In his January executive order, Biden reestablished the Interagency Working Group, made up of White House officials and Cabinet secretaries, to come up with the new social cost of greenhouse gas emissions. The order states that the administration will consider pertinent scientific literature in coming up with new numbers.
Michael Greenstone, who co-led the Obama administration’s social cost of carbon calculation, said that back then officials averaged out numbers from the three most heavily cited models.
But his advice to the Biden administration is to use new models instead of trying to update the Obama-era ones.
“Your natural inclination will be to try to update the existing models, but it’s kind of like trying to play a streaming service on a tape recorder,” said Greenstone, who is now a professor at the University of Chicago.
He stressed there have been advancements in economics and climate science that are likely to show the effects of climate change will be generally larger than previously thought.
“I think there’s pretty clear evidence that the impacts are going to be larger, and importantly, there’s an opportunity to take account of and value the uncertainty associated with climate change…and that’s also something that’s likely to lead to higher estimates.”
Starla Yeh, director of policy analysis at the Natural Resources Defense Council, said fixes need to be made to the formula since new research shows the Obama administration was “likely underestimating the long-term impacts” of climate change.
“We should be accounting for those so that we are appropriately estimating the impacts of climate change for future generations,” Yeh said.
The Biden administration’s moves are already sparking pushback from Republicans. A dozen states with Republican attorneys general recently sued the administration over the social costs.
They argued that the administration’s calculation “would justify imposing trillions of dollars in regulatory costs on the American economy.”
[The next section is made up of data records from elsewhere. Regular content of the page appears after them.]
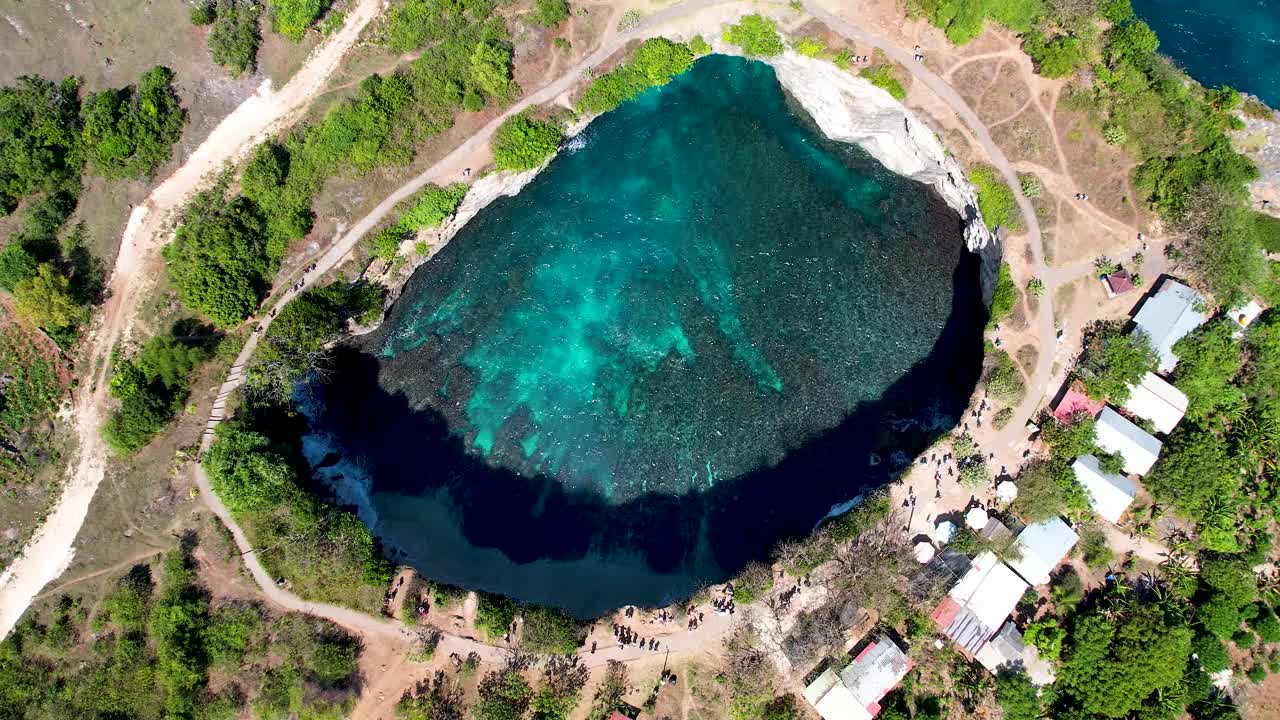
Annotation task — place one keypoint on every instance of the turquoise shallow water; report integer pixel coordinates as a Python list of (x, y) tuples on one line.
[(696, 331), (1232, 42)]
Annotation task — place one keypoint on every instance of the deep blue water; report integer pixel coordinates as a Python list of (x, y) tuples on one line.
[(1233, 42), (694, 333)]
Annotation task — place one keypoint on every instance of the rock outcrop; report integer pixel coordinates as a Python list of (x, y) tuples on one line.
[(850, 109)]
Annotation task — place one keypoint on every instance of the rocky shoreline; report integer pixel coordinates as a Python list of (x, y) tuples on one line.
[(844, 106)]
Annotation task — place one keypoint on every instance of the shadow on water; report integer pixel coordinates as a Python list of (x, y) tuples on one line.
[(411, 452)]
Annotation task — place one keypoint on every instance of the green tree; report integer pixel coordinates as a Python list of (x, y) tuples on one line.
[(1016, 696), (292, 18), (757, 35), (219, 258), (551, 13), (490, 69), (1120, 661), (522, 142), (504, 695), (1208, 359), (1194, 470), (1112, 360), (247, 470), (1055, 58), (48, 301), (234, 37), (40, 147), (129, 132)]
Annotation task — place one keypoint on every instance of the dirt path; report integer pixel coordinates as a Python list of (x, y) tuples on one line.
[(50, 550)]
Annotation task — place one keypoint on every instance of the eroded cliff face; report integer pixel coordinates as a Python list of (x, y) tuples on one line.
[(850, 109)]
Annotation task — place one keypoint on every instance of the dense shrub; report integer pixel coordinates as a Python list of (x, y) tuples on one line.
[(995, 199), (1059, 57), (1004, 296), (494, 614), (883, 78), (551, 13), (1004, 379), (1112, 360), (129, 132), (40, 144), (757, 35), (151, 388), (234, 37), (524, 142), (292, 18), (653, 63), (219, 258)]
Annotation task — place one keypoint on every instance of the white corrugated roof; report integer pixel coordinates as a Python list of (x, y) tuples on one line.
[(990, 589), (1043, 546), (839, 703), (876, 670), (1168, 315), (1136, 445), (1109, 495), (1157, 401)]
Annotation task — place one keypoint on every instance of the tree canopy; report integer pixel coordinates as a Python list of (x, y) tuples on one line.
[(129, 132)]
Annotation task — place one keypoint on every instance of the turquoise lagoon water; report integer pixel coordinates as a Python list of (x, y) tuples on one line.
[(700, 328), (1233, 42)]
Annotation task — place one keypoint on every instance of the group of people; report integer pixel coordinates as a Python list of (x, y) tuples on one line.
[(626, 637)]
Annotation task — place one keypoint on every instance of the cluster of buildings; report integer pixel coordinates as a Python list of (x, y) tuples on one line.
[(1169, 315), (983, 592)]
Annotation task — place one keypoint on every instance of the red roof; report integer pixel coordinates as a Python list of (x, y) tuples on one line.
[(1119, 282), (1075, 401), (946, 611)]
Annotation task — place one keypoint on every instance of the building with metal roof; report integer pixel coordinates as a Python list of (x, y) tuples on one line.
[(856, 691), (1109, 495), (1041, 547), (1155, 400), (1168, 315), (1138, 447)]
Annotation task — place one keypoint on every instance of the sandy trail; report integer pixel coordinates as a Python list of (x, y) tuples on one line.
[(50, 551)]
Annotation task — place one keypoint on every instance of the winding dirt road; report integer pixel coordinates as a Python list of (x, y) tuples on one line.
[(50, 550), (337, 253)]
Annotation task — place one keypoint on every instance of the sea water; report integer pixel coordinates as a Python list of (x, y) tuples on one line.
[(695, 332)]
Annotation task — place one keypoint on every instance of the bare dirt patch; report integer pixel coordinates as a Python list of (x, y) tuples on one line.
[(1027, 137)]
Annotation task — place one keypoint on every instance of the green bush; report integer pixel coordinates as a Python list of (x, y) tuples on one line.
[(40, 139), (129, 132), (755, 35), (234, 37), (219, 258), (548, 630), (551, 13), (809, 46), (1266, 625), (494, 614), (1211, 654), (1112, 360), (1004, 296), (1004, 379), (654, 63), (995, 199), (885, 78), (202, 13), (292, 18), (1055, 58), (522, 142), (151, 388), (1093, 548)]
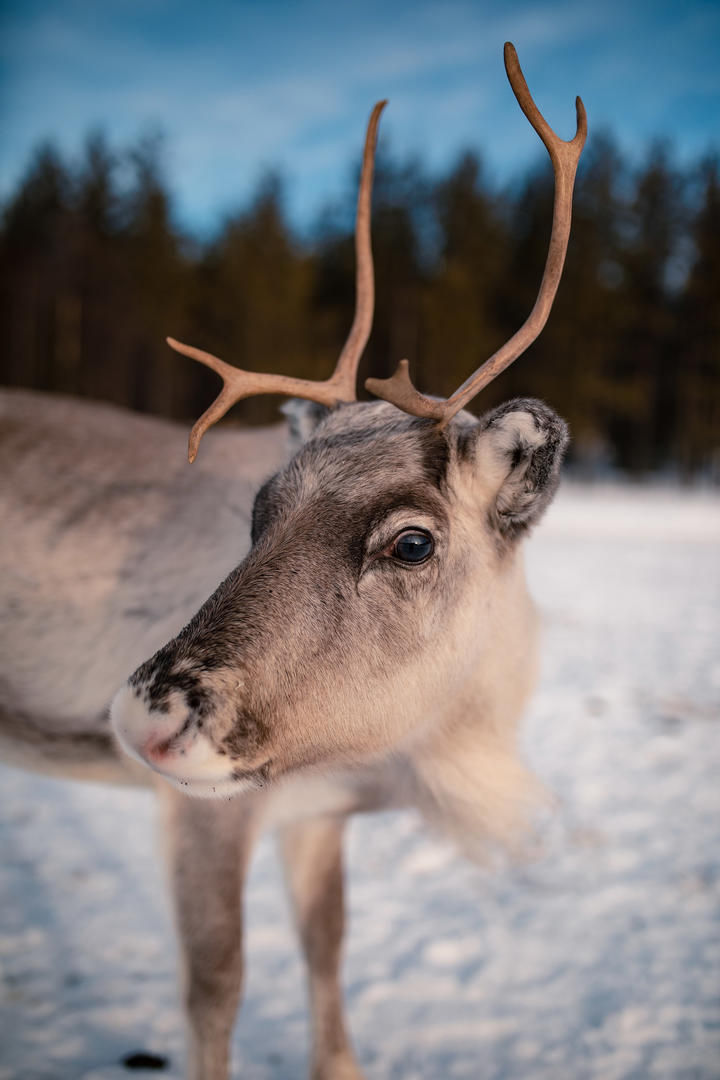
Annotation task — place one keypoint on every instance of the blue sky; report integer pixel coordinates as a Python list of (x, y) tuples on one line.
[(239, 86)]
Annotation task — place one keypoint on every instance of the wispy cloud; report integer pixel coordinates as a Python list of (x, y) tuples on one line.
[(239, 85)]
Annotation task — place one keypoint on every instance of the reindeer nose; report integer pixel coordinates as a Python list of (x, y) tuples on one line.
[(147, 736)]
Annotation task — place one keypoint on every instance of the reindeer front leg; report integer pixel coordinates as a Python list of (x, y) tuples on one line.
[(208, 847), (312, 858)]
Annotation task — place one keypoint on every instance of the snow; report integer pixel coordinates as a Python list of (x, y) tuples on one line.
[(598, 958)]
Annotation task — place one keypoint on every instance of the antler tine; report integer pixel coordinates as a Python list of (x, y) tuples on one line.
[(345, 370), (565, 157), (340, 387)]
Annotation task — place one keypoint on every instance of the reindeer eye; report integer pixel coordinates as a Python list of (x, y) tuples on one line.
[(412, 547)]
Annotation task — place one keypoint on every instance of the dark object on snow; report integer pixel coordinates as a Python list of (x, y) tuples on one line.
[(141, 1060)]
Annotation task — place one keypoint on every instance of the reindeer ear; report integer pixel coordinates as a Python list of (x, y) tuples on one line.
[(518, 451), (303, 418)]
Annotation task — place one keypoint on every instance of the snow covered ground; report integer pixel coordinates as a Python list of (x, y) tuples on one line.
[(598, 959)]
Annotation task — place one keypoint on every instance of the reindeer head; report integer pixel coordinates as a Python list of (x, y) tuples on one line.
[(382, 598)]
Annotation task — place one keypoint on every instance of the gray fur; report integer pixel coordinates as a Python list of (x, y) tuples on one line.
[(321, 677)]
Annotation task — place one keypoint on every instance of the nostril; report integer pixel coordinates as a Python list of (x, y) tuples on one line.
[(155, 750)]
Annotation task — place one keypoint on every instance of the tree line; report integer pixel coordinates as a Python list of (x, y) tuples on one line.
[(95, 272)]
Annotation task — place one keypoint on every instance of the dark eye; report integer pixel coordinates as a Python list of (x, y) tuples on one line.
[(412, 547)]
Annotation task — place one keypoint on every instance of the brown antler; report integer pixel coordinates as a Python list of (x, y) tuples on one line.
[(340, 387), (565, 156)]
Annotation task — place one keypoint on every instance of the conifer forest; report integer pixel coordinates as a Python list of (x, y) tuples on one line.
[(96, 271)]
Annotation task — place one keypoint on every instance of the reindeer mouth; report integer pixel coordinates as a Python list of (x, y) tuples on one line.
[(179, 751)]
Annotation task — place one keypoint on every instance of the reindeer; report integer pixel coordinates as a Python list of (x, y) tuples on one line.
[(371, 643)]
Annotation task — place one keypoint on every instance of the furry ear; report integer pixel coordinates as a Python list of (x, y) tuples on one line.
[(518, 450), (303, 417)]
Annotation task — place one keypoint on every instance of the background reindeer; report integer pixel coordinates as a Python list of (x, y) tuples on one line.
[(374, 647)]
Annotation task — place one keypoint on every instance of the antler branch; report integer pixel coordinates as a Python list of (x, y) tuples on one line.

Some experts noted that another challenge with social costs is ensuring they last longer than one administration. Achieving that goal, they said, is best achieved by having a strong scientific basis for the final numbers.
“Courts do not look kindly on agencies that just swing dramatically back and forth on how they approach rulemaking,” said Hana Vizcarra, a staff attorney at Harvard Law School’s Environmental & Energy Law Program.
“What they’re looking for is a process that is backed up by objective facts and science.”